Şimdi bu manzarayı kente kazandıran, her şeyden önemlisi kentin “manevi mimarına” saygı gösteren Belediye Başkanı Sayın Gökçek’e ve emeği geçenlere kalbi bir teşekkür etsek herhalde kimse bizi kınamaz…
Hacı Bayram’a selam olsun!
***
Alman Gençliğine ‘çüş’ demeyi öğretmişiz! |
Neyzen Tevfik sevenlerimiz vardır, hatta çoğumuz “gizli” bir Neyzen hayranıyızdır, ama “çaktırmayız”… Neyzen’in en büyük silahıdır “argo”… Ama şiirselleştirdiği, edebiyatçı kimliğini konuşturarak yazdığı o argo bile insanda bazen eğitici dikkatler oluşturuyor. Neyzen Tevfik hayranı bir milletten ne beklenir, işte önceki gün düşen haber “bu beklenir” dedirtecek cinstendi. Almanya’da çıkan bu sözlük göçmenlerin Almancaya soktuğu sözcükleri bir araya getirmiş. İyi bir çalışma, bizde pek örneği yok… Oysa bizimde dilimize farklı etkiler var.
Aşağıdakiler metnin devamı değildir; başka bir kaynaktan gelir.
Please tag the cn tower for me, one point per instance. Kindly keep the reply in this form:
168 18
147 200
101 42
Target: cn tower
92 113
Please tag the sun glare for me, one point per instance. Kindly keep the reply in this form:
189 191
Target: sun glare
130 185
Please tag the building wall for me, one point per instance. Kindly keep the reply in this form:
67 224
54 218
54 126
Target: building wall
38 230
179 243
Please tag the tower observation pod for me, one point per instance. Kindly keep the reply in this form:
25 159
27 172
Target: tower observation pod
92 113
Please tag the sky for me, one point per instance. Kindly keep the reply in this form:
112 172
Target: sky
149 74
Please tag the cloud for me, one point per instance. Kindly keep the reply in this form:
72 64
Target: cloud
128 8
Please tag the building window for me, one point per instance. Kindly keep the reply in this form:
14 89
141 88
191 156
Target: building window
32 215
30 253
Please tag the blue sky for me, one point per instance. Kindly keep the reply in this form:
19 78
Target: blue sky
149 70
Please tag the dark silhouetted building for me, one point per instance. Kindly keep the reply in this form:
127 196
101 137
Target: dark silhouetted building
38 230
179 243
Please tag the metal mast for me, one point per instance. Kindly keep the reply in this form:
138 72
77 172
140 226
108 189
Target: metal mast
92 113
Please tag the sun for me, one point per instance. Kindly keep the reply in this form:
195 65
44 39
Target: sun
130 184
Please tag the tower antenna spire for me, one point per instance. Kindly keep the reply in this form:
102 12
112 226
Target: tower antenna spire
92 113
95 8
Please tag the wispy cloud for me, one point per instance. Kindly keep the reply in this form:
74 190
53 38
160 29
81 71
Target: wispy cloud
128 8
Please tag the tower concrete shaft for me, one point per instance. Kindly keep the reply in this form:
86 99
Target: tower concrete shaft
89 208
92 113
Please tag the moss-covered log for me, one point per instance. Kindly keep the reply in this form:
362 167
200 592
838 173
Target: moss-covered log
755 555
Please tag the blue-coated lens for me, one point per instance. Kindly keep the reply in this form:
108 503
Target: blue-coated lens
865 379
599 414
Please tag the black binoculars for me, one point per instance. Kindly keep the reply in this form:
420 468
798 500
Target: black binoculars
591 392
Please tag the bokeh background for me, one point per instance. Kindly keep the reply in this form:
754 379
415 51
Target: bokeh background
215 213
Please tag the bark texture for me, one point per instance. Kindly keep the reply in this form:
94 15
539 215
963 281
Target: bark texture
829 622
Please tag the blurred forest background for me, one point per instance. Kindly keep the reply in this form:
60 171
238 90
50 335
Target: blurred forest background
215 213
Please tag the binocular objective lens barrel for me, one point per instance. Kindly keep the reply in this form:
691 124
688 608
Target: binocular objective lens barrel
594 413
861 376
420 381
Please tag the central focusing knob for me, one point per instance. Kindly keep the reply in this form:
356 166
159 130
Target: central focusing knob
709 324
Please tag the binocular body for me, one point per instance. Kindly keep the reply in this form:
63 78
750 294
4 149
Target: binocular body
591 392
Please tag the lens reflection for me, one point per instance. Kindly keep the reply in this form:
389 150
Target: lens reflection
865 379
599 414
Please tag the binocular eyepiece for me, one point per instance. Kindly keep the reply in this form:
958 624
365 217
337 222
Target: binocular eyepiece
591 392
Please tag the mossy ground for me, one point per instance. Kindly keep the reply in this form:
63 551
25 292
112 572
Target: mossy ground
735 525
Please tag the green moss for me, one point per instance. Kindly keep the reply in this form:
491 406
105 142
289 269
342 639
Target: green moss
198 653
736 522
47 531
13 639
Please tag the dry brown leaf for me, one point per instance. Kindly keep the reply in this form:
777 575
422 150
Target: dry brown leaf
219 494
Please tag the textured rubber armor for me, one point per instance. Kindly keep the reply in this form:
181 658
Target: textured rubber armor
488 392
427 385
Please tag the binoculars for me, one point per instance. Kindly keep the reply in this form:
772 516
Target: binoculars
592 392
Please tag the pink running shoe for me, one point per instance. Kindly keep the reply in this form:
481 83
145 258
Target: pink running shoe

Çalışmanın en çarpıcı sonucu Türklerin Almanlara öğrettiği sözcüklerde… Alman gençler Türklerin ‘lan’, ‘çüş’, ‘haydi’, ‘moruk’ gibi kelimelerini kullanıyormuş. ‘Mahalle Almancası’ isimli sözlüğe göre, farklı dillerin etkileşimiyle Almanca temelli yeni bir dil ortaya çıkıyormuş. Bunun yanısıra Alman gençler, Türkçe “ulan” ve “lan” ünlemlerini de kullanmaya başlamış. Bu haber karşısında yapacak da yazacak da bir şey yok. Biz “kaba” sözlerden kurtulalım, Avrupalı olalım derken, Avrupalılar “Türkleşiyor” galiba! Enver Paşa bugünleri görseydi ne yapardı? Namık Kemal ne yazardı mesela? Ama ben en çok Neyzen’i merak ediyorum! Neyzen Tevfik, kalk da gör tüm Avrupa seni okuyor! |
***
- RTÜK, Minik Kuş’umuz Sezen’e ceza kesmiş; “yakma bir cigara”
- Cengiz Semercioğlu Baba olmuş, “Baba Cengiz”e selamlar!
- Mehmet Ali Bulut, “cennete geri dönüş’ün yolunu bizimle paylaşır mı?
- Teoman, “şarkıyı bıraktım, şimdi baba olacağım, dünya turuna çıkacağım” demiş. Bak buda iyi bir karara benziyor.
- Hulki Cevizoğlu “ceviz kabuğunu” doldurmayan konulardan ne zaman çıkacak!
- Birand, 5 Eylül’de Yeni haliyle ekranlara dönmeye hazırlanıyormuş. Geçmiş olsun.
- Elveda Rumeli ekibi, Elveda Yemeni, Hoşça kal Mısır’ı, Üzgünüm Suriye’yi, Merhaba Somali’yi gündemine alır mı?
- Deniz Seki son albümünde “tutunamayanlar”ı fena tutuyor! Ama “o ne dedi bu ne dediye bakmıyor”…
- İlahi Star, yeni sesler için fırsatlar sunacak, bizede yeni tarz beklentisi beklemek düşecek!